The crux of the lawsuit revolves around the argument that these tokens meet the criteria of ‘investment contracts,’ making them subject to state securities laws. It is noteworthy that Coinbase itself acknowledges being a “Securities Broker” in its user agreement. This admission by the exchange is cited as evidence that the defendants knowingly and intentionally violated state securities laws and misled their users.
The lawsuit alleges that Coinbase’s entire business model is founded on deception, with the company initially denying that it sells securities and later opting to seek forgiveness instead of permission. The plaintiffs, comprising Gerardo Aceves, Thomas Fan, Edwin Martinez, Tiffany Smoot, Edouard Cordi, and Brett Maggard, are seeking full recission of their purchase agreements, along with statutory damages and injunctive relief under state law.

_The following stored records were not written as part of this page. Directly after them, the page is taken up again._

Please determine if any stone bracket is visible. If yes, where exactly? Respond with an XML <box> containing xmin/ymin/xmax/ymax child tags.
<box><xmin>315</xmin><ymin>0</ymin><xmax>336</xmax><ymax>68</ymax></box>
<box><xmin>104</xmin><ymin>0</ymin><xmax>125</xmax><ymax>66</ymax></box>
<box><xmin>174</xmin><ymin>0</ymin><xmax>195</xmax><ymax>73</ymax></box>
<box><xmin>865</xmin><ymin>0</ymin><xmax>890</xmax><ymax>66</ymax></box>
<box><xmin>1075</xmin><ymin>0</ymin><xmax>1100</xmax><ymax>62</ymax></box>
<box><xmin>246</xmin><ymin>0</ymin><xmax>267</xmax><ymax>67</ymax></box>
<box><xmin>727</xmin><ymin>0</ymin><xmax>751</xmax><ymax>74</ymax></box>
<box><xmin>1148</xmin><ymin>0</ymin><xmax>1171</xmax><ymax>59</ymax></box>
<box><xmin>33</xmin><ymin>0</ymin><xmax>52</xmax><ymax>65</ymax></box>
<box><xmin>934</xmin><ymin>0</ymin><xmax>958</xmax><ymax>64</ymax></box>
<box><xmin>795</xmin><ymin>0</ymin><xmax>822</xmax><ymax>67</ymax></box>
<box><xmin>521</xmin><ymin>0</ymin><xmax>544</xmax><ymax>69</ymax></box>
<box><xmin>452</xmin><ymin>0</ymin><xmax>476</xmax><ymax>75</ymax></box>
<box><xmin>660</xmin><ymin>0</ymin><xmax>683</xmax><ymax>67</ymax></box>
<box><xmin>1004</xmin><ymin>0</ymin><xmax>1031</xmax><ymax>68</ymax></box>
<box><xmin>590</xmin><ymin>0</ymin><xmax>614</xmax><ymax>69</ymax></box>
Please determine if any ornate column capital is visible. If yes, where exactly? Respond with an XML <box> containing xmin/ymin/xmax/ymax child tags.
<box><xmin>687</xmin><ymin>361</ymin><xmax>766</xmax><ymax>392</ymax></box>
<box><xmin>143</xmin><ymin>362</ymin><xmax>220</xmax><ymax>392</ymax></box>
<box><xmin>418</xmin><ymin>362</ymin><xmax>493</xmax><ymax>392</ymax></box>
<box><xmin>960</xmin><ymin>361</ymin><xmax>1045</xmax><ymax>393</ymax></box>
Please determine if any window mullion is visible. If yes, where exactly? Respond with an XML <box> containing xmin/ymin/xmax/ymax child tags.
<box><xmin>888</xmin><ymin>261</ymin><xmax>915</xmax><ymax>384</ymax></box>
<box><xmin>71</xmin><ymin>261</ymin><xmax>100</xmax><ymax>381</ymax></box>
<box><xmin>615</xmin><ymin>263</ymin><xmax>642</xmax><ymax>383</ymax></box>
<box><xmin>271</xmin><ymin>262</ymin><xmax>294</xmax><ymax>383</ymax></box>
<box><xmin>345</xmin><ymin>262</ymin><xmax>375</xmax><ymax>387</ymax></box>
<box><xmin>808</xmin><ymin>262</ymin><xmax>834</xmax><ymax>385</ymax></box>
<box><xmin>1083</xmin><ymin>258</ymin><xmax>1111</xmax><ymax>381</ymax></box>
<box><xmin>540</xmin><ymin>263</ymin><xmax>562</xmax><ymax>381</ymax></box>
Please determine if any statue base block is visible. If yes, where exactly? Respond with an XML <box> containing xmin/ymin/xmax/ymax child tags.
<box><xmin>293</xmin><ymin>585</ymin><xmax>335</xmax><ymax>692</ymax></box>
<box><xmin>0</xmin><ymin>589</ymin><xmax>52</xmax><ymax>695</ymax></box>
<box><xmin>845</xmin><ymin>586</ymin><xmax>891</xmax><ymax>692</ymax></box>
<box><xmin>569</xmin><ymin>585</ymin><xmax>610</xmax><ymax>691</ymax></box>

Coinbase is already embroiled in a separate legal battle with the U.S. Securities and Exchange Commission (SEC) over alleged violations of securities laws. The exchange contests the SEC’s assertion that the secondary sale of crypto assets should be classified as securities. Following a ruling allowing the SEC lawsuit to proceed, Coinbase has pursued an interlocutory appeal to challenge the decision.
In a show of solidarity, pro-XRP attorney John Deaton has filed an amicus brief supporting a motion for interlocutory appeal on behalf of thousands of Coinbase customers. Interestingly, Deaton is concurrently involved in an election campaign against Senator Elizabeth Warren. Despite the legal challenges, Coinbase recently reported a substantial increase in revenue for the first quarter, exceeding analyst expectations. The exchange’s transaction revenue saw a significant spike, with consumer transaction revenue alone doubling compared to the previous year, reaching $935 million.

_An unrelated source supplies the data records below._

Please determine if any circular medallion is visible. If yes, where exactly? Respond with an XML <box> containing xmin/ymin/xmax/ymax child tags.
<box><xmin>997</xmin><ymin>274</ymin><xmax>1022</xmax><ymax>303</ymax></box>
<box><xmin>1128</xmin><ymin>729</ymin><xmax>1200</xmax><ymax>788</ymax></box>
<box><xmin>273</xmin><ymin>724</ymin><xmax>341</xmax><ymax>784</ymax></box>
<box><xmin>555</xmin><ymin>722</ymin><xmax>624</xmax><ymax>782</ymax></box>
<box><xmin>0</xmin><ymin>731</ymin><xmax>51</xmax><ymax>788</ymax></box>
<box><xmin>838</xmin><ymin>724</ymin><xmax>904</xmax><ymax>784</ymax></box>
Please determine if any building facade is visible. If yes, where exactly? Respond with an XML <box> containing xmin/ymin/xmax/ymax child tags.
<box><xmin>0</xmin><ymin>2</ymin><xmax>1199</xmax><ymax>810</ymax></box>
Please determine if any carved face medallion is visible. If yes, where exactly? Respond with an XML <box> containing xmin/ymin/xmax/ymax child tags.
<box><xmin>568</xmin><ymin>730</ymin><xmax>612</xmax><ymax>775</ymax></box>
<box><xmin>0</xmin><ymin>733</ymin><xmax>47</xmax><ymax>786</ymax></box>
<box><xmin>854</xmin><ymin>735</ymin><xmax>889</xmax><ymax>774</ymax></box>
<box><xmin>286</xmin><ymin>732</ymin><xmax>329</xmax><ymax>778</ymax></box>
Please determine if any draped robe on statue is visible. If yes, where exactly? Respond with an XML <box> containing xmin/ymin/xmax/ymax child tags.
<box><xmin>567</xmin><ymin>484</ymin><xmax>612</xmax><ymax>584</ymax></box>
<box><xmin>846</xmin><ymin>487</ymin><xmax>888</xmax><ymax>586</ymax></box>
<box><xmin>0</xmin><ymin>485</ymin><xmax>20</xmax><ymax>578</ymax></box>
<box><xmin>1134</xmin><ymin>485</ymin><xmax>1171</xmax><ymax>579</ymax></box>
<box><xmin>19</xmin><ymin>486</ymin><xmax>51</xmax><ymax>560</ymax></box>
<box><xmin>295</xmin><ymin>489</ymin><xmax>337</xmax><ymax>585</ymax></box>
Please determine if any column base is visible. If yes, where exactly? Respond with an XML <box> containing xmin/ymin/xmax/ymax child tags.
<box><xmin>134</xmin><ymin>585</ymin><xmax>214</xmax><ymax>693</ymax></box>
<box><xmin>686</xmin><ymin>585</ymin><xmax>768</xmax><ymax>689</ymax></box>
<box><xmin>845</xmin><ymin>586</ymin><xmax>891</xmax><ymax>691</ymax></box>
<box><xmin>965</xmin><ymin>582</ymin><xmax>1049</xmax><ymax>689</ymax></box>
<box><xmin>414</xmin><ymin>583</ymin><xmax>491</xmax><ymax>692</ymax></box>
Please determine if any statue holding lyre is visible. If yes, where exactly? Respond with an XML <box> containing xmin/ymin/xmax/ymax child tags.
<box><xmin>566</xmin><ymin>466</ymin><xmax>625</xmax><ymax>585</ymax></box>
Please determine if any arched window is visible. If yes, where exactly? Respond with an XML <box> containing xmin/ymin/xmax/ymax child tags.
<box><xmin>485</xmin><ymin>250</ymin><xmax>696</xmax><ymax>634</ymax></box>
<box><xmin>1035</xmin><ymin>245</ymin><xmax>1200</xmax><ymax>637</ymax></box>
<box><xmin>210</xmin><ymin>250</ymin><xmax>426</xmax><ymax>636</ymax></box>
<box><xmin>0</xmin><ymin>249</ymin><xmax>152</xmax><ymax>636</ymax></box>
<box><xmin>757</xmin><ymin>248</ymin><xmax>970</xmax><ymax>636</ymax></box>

The class-action lawsuit against Coinbase underscores the complexities and legal uncertainties that surround the classification of digital assets as securities. The outcome of this legal battle will not only impact Coinbase but is also likely to have broader implications for the cryptocurrency industry as a whole. As regulatory scrutiny intensifies, market participants must navigate these legal challenges and strive for transparency and compliance to maintain investor trust and confidence.